You see, a couple days ago, I happened to go and re-read a speech I'd come across a few years ago, given by John Taylor Gatto, called "Why Schools Don't Educate." Not only relevent reading for a teacher, but very challenging, in the sense that it demands a rethinking of what we're doing, how, and why. This was Gatto's acceptance speech in 1990 when he won the New York City Teacher of the Year award, which might not be the source or forum for such a sweeping critique as one might expect, but there it is. (note also that Intern has blogged about this article recently: check out his essay on school as a socializer)

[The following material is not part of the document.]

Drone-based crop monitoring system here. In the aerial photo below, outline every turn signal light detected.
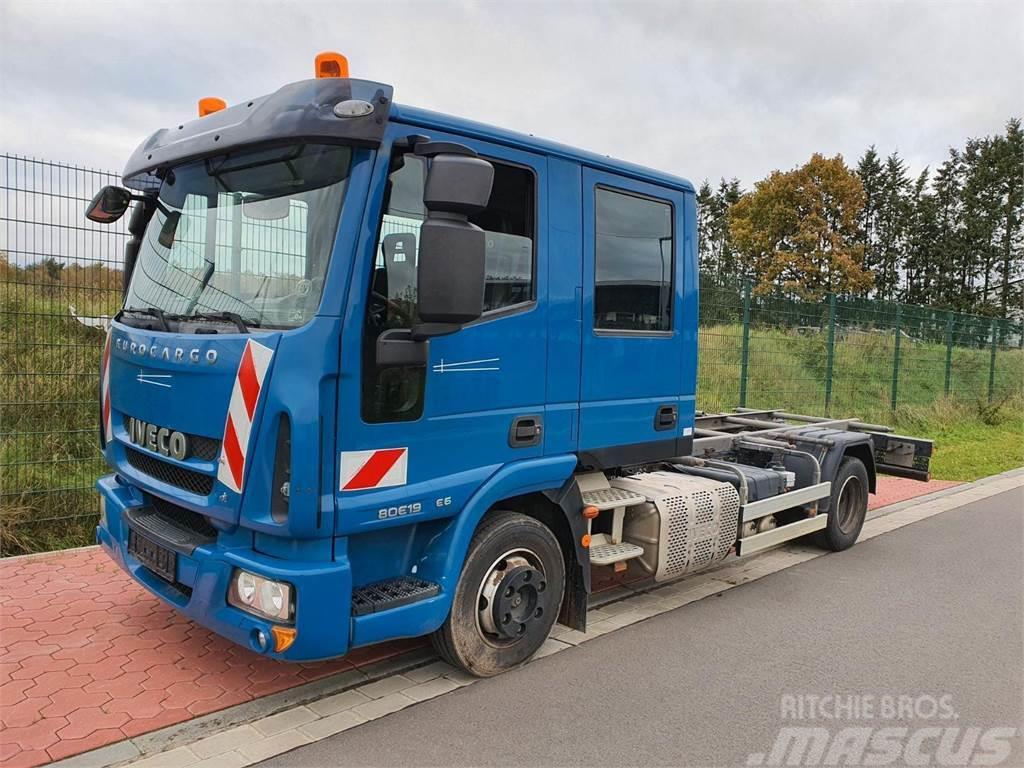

I could probably write several entries just commenting on various aspects of this speech, but the point I was thinking of in this instance was his criticism that schools make students dependent. They set up an environment where the student relies on authority figures to tell them if they're right or wrong, good or bad. It's a pattern for the conformity that's expected in the rest of our lives, where we look to politicians, scientists, religious leaders--a long parade of authority figures--to sort the world out for us, to guide us, to save us, rather than being independent and self-reliant, free-thinking and self-actuated. As a perennial "good student," I had a lot of practice in "getting the right answer" and a lot of reinforcement from authority figures subtly reinforcing the idea that pleasing authorities was the key to everything. Even the little acts of rebellion in high school when I got away with behavior that other students couldn't have probably just reinforced this because I knew on some level that there was a reason that I could get away with these acts of non-conformity, and that was because I pleased the teachers with my academic performance.
So with this essay fresh in my mind, my pleasure from the approval of my boss was tempered by that doubt: how much should it really matter to me whether he approves or not? Shouldn't the reward for good behavior be primarily from within? And yet, there it was... and for that matter, our social world, for better or worse, is organized around heirarchies and our success, at least at work, but also in many other places, does depend on how we're perceived by those who have authority over us. I'm at least fortunate that one of the ways to please my employer--and, I think increasingly, more and more employers--is to be thinking independently, to be generating new ideas and approaches, to rethink the old rather than simply maintaining the status quo. Yet, of course, that only goes so far within such a hierarchy, always there's a certain amount of conformity demanded, even if that conformity is to some form of independent thinking. In as much as that makes any sense at all...
Thoughts? Hope you're all doing well!